In the early to mid-1960s, two important excavations of major Besant archaeological sites were carried out on the northern Plains. In Alberta, Ruth Gruhn uncovered the Muhlbach site beneath a farmer’s yard, revealing a large bison kill site with a lithic assemblage dominated by Knife River Flint projectile points, a material that could only be found in North Dakota. Concurrently, Robert Neuman was completing his excavations of the Stelzer site in South Dakota, an enormous encampment with copious amounts of Knife River Flint, surrounded by contemporary burial mound complexes; he would ultimately use this material to define the Sonota Complex, a regional variant within the Besant phase. These two sites would form a foundation in the archaeological literature, and continue to shape the discussion surrounding the relationship between Besant, Sonota, and the Hopewellian Interaction Sphere. Since the initial publications and preliminary reports for these sites, little attention has been dedicated to the original source material. Given the importance these two sites have in the Besant/Sonota discussion, it is imperative that we return to further explore these assemblages in order to illuminate broad-scale interactions occurring on the northern Plains. Advances in radiocarbon dating allow us to firmly fix the temporal duration of these sites, to help explore questions regarding length of occupation, and relations to other dated archaeological assemblages. Developments with spatial analytical methods and technologies also provide further inferences about the Muhlbach and Stelzer occupations. High frequency Knife River Flint sites on the northwestern Plains are rare, despite their prominence in the literature. Their very uniqueness warrants careful exploration to assess their significance with respect to a broader Hopewell Interaction Sphere. In these terms, I will explore Muhlbach as reflecting a prestige-based acquisition pattern involving both bison products and Knife River Flint, and suggest that Muhlbach may have been linked to the Sonota burial mounds as part of a broader regional interaction focused upon ceremonial life, and mortuary ritual in particular.

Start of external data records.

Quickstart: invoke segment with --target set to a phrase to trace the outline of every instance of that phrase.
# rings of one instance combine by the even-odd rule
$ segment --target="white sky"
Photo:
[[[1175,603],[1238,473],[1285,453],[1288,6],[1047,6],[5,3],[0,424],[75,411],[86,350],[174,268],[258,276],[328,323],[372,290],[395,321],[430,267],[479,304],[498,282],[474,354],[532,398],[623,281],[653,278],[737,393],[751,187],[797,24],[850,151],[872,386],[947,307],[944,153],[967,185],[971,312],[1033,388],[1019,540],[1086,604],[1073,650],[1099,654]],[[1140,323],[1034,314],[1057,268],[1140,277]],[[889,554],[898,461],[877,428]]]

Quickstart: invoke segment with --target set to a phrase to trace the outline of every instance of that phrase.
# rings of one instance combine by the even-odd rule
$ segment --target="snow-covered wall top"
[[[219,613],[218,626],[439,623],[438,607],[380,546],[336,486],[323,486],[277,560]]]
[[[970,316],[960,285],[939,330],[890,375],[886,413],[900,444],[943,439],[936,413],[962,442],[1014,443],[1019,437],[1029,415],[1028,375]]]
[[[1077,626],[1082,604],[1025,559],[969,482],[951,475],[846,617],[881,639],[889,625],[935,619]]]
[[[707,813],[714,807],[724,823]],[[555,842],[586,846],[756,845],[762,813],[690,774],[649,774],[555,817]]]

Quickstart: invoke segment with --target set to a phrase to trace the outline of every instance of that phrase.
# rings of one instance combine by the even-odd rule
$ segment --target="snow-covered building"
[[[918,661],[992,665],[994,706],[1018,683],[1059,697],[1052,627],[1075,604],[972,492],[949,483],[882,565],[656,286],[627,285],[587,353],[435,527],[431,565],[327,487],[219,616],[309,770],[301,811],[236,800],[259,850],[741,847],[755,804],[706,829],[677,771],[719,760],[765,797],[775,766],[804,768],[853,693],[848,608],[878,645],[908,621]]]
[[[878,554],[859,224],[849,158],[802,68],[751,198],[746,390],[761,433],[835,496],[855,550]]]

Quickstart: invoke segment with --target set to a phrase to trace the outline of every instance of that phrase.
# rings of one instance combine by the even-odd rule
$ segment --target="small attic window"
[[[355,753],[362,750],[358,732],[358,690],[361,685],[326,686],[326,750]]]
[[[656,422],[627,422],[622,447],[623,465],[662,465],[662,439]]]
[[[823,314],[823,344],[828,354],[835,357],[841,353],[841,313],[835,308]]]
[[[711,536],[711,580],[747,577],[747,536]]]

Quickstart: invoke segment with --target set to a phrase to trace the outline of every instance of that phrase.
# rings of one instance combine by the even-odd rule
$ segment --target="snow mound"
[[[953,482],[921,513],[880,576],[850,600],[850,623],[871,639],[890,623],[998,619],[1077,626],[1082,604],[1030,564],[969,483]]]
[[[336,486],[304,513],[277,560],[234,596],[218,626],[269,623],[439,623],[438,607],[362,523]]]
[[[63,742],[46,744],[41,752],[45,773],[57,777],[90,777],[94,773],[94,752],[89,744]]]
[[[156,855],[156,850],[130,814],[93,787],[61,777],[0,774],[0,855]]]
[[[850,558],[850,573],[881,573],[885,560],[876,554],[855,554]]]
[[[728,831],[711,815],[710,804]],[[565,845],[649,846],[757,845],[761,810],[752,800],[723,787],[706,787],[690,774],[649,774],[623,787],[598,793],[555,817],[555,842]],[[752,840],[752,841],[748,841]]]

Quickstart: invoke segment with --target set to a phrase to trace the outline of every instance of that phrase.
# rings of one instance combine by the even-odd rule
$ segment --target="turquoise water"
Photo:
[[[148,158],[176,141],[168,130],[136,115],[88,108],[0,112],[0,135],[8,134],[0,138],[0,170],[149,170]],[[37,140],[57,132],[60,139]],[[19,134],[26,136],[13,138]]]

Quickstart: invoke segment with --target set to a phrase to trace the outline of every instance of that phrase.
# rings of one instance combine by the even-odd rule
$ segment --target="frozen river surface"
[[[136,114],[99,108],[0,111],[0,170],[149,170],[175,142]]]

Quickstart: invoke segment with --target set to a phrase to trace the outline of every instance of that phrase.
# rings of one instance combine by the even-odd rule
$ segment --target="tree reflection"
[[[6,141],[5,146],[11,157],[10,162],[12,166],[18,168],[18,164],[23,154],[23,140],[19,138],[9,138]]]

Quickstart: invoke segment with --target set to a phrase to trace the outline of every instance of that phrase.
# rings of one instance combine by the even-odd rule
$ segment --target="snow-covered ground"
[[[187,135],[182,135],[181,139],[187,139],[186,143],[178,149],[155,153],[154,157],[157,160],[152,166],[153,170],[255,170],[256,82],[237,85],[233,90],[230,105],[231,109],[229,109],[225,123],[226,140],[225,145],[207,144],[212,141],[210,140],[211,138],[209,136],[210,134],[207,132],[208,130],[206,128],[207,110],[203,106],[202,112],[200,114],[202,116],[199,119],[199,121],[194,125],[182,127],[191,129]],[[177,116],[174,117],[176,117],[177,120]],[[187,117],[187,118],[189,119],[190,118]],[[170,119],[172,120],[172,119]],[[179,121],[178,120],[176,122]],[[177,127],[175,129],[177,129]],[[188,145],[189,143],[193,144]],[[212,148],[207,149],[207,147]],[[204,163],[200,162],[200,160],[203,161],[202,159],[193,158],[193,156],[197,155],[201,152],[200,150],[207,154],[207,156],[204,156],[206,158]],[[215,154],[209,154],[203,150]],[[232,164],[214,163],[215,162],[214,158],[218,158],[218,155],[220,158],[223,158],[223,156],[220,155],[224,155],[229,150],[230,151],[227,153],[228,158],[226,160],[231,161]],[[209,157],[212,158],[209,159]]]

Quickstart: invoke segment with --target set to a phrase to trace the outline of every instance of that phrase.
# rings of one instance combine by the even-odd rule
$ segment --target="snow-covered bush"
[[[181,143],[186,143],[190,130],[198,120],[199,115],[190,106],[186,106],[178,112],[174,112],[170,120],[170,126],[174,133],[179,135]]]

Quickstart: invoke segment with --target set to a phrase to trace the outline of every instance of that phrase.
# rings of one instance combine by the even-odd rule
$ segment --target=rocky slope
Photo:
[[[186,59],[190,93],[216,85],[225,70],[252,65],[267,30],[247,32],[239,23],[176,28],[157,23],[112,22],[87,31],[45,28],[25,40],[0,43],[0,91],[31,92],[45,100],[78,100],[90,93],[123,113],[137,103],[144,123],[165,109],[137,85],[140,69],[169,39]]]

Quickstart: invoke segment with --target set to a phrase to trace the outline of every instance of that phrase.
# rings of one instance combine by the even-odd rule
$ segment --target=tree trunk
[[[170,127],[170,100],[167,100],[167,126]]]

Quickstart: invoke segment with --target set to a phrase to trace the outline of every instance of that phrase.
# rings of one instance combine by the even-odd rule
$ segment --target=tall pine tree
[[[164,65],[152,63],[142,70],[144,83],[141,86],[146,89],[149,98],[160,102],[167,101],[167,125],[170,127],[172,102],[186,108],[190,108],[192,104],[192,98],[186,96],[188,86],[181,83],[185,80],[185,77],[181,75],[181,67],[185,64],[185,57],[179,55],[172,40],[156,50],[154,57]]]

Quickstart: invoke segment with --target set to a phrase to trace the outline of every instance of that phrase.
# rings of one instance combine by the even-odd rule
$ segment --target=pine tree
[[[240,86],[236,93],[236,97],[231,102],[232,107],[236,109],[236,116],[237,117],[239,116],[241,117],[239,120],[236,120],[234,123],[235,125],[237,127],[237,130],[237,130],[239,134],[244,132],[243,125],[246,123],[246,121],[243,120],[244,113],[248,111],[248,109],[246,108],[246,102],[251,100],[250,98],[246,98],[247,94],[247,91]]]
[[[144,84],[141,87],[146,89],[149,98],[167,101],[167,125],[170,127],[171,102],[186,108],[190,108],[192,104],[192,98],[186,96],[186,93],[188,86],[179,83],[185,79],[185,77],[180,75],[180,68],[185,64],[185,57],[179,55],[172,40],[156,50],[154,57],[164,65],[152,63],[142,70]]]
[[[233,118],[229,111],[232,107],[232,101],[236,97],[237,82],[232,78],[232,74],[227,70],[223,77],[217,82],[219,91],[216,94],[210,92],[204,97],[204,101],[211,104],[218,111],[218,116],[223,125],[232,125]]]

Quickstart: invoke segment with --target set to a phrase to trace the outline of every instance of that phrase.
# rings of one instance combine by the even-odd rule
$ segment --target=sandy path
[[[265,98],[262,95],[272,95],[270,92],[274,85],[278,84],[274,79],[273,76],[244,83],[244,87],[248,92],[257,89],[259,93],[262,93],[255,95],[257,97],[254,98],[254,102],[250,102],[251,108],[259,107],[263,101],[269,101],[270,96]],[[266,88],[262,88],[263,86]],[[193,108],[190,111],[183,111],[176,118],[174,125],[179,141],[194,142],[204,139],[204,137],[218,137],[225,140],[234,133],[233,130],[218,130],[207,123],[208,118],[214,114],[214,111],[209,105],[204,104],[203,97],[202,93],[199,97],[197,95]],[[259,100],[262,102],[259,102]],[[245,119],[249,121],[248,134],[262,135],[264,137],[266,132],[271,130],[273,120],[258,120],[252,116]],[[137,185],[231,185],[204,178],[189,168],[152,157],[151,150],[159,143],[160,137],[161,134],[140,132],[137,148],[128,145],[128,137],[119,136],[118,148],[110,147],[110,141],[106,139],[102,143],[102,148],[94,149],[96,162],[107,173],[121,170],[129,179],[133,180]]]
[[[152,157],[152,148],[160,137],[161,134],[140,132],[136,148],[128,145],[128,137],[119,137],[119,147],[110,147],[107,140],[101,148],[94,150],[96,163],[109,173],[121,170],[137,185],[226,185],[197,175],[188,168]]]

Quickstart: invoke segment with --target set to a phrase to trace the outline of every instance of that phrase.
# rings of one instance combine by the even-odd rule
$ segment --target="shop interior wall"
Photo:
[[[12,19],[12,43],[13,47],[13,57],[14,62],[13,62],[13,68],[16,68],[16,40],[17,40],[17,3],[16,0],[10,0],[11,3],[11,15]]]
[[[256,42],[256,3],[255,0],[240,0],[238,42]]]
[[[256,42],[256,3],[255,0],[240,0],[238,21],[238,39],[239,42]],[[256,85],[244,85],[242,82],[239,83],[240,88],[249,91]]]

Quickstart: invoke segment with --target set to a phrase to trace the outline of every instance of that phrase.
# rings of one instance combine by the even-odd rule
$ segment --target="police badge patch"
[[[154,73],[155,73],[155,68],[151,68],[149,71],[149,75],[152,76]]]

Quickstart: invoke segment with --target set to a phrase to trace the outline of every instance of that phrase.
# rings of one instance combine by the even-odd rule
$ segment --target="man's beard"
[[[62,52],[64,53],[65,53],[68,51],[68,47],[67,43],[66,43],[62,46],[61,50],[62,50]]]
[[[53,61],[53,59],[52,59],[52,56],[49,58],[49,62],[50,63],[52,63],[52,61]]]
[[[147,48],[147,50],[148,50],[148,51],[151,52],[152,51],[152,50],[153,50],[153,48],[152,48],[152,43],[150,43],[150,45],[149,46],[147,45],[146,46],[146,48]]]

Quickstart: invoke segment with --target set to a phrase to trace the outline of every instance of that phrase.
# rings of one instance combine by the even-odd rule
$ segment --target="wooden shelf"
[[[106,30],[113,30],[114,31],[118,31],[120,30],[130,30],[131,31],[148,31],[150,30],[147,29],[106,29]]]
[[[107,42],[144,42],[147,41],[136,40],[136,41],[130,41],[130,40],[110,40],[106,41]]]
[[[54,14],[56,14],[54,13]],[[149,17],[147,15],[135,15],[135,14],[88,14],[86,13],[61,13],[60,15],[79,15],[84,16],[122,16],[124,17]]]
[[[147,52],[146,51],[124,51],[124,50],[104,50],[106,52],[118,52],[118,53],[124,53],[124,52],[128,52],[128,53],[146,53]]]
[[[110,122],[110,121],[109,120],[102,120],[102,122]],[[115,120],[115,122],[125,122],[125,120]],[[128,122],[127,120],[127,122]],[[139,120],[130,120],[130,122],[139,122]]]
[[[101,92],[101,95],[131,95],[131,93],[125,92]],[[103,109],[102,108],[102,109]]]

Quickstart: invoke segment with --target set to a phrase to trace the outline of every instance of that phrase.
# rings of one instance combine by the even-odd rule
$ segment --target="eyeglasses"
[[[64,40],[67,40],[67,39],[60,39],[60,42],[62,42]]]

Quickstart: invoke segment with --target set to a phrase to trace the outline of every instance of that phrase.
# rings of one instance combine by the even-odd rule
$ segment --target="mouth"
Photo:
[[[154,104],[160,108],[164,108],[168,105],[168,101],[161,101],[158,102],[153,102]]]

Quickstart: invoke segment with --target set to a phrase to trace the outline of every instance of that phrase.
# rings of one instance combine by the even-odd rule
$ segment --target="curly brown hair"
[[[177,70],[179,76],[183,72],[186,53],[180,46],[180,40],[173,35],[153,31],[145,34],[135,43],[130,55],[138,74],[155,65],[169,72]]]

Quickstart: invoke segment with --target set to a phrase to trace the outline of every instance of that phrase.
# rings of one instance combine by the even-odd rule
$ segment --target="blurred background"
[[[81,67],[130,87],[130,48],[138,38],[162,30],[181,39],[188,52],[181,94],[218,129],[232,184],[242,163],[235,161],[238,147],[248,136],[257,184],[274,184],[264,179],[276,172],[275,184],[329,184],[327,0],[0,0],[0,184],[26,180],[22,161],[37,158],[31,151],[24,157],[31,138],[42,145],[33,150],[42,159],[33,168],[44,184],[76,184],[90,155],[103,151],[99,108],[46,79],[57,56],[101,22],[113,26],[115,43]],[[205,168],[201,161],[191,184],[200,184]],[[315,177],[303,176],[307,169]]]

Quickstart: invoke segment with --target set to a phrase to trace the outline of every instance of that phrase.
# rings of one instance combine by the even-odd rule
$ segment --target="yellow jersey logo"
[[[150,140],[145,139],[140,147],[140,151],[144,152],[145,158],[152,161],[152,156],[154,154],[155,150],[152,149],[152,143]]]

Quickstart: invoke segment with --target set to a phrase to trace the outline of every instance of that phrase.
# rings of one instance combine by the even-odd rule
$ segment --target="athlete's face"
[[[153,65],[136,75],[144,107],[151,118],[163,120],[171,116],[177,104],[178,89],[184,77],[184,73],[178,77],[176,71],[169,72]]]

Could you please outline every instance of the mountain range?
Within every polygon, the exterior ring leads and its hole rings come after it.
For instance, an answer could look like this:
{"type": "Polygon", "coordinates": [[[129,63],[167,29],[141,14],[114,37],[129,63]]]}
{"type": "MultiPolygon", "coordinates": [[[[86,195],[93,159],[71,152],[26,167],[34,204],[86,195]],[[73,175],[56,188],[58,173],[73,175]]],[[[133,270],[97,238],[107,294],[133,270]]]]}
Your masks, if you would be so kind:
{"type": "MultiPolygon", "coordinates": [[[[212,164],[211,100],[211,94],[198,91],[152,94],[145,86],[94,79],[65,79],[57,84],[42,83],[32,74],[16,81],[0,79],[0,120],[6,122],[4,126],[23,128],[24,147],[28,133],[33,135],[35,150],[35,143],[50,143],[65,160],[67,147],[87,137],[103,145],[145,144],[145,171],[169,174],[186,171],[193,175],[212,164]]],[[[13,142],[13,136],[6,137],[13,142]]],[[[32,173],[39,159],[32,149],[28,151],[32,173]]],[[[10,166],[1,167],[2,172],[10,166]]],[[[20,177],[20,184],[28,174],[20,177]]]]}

March 17, 2016:  Grant MacEwan Students Robyn, Ben and Zain, presenting on their experiences in Public Archaeology through the Bodo Program.


April 21, 2016:  Kim Jankuta presents "Recycling Data: Reanalysis of the Late Dorset to Thule Transition."

Abstract:

Approximately 2000 years ago in the northern Arctic a material culture shift occurred, one that has been captured by the archaeological record and studied by numerous researchers since. It has been hypothesized, and generally accepted, that this 'shift' represents the emergence of a new group in the area; the Thule, ancestors of the modern day Inuit who migrated across the Arctic region, replacing the existing Late Dorset groups. However, this hypothesis had never been subject to quantitative or statistical analysis. In order to test the hypothesis of a Thule migration, and to further explore a migration route or pattern, causal factors for the migration, and the timing and duration of the migration, a reanalysis of existing radiocarbon dated archaeological sites for each group was undertaken. This reanalysis utilized spatial analysis and statistical methods to reassess old data in order to provide new interpretations and understanding of an old theory.